Für Christen kommt noch ein Drittes hinzu: Buße tun. Das klingt sehr angestaubt. Aber ich glaube, es ist sinnvoll, sich selbst und das eigene Verhalten immer wieder kritisch zu hinterfragen. Was ist mir eigentlich das Wichtigste im Leben? Woran hängt mein Herz? Was treibt mich an? Was lässt mich kalt? Aus christlicher Sicht kann Leben kann nur gelingen, wenn ich nicht nur um mich selbst kreise sondern die andern in ihrer Eigenart wahrnehme und wertschätze. Wenn ich den Nächsten liebe wie mich selbst. Dieser Weg führt auch zu Gott. Dabei ist ein sensibler Punkt, wie ich mit meiner Macht über andere umgehe. Beziehung braucht Respekt, Verantwortung und die Fähigkeit zur Selbstkritik.

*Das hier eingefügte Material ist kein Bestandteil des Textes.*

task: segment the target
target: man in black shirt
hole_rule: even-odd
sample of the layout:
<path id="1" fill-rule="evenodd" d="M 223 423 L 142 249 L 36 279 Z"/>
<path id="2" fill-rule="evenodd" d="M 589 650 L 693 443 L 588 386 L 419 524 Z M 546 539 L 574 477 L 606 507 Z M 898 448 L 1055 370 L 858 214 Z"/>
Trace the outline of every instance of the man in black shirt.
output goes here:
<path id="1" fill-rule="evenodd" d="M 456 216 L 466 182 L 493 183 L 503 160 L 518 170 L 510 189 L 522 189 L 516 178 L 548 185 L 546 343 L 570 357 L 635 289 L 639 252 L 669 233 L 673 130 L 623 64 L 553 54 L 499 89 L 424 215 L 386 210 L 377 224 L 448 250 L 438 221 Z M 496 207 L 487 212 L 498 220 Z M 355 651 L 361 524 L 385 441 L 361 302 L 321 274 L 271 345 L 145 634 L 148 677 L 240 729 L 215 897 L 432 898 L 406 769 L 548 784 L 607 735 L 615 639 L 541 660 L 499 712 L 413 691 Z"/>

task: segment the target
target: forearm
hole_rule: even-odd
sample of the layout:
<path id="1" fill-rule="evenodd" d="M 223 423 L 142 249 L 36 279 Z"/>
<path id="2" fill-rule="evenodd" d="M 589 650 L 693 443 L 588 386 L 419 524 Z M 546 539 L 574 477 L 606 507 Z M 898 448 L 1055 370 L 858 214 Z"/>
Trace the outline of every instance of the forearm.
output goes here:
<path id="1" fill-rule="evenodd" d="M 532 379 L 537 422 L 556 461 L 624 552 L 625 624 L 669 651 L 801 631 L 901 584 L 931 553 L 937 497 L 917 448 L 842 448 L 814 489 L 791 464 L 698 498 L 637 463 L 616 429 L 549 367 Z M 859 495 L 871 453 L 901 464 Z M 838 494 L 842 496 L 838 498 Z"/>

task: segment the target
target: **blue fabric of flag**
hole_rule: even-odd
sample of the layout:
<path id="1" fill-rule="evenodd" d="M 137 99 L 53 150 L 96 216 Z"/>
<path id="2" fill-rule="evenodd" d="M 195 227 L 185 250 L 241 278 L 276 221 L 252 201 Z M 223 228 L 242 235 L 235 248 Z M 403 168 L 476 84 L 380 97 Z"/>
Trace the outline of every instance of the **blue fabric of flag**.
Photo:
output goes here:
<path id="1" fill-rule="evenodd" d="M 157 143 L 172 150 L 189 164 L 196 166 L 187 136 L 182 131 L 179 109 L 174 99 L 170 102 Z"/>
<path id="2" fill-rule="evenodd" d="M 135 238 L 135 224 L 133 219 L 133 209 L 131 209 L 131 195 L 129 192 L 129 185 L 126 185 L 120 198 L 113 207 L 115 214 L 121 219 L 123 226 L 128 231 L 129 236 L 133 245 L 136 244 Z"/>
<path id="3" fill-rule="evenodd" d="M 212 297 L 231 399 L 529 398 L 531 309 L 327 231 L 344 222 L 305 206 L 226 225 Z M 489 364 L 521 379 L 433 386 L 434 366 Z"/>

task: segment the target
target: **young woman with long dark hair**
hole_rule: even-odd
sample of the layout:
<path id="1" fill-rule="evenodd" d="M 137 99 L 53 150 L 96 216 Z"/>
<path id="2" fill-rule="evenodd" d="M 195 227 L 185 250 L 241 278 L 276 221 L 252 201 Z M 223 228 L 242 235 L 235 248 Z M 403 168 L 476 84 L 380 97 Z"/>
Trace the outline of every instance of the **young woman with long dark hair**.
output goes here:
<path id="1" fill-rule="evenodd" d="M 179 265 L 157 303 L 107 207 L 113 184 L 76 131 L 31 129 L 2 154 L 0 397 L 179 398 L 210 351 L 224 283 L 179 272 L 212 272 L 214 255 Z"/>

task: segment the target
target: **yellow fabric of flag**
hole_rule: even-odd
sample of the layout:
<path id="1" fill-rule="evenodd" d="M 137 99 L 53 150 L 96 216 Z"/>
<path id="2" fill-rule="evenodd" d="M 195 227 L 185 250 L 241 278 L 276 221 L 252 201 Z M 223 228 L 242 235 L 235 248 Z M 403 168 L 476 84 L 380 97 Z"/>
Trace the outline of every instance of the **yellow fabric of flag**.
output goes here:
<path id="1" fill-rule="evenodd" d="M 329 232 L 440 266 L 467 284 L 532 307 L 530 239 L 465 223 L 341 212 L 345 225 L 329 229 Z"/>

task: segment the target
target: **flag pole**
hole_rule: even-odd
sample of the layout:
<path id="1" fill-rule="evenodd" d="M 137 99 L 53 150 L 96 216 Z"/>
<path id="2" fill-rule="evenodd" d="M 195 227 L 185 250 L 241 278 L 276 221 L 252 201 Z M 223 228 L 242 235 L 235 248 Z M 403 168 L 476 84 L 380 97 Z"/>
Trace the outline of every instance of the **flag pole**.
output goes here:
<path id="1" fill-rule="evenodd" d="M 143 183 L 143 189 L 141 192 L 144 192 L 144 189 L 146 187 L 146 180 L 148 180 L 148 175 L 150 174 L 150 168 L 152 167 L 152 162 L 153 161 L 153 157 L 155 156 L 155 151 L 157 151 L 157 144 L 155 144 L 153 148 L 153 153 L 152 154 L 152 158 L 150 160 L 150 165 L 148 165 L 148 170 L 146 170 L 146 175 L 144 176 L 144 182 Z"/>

Die Fastenzeit ist nicht nur eine Herausforderung für den Einzelnen, sondern auch für die Kirche insgesamt. Vor allem für die katholische Kirche sind Umkehr und Buße angesagt, denn der ungeheuerliche Missbrauch, die sexuelle Gewalt an Kindern und Abhängigen ist nicht nur die Tat von Einzelnen, sondern auch ein Versagen der Institution und ihrer Verantwortlichen. Ein Macht-Fasten ist unabdingbar geworden. Bei ihrer Frühjahrskonferenz haben die deutschen Bischöfe beschlossen, sich auf einen synodalen Prozess einzulassen und sich endlich den drängenden Anfragen der Gläubigen zu öffnen – nach dem Pflichtzölibat, nach der ungeteilten kirchlichen Macht, die sich im Klerikalismus äußert, nach der Rolle der Frauen und einer beziehungsförderlichen Sexualmoral. Ich hoffe, dass die Bischöfe ehrlich versuchen hinzuhören – auf die Menschen und auch auf Gott.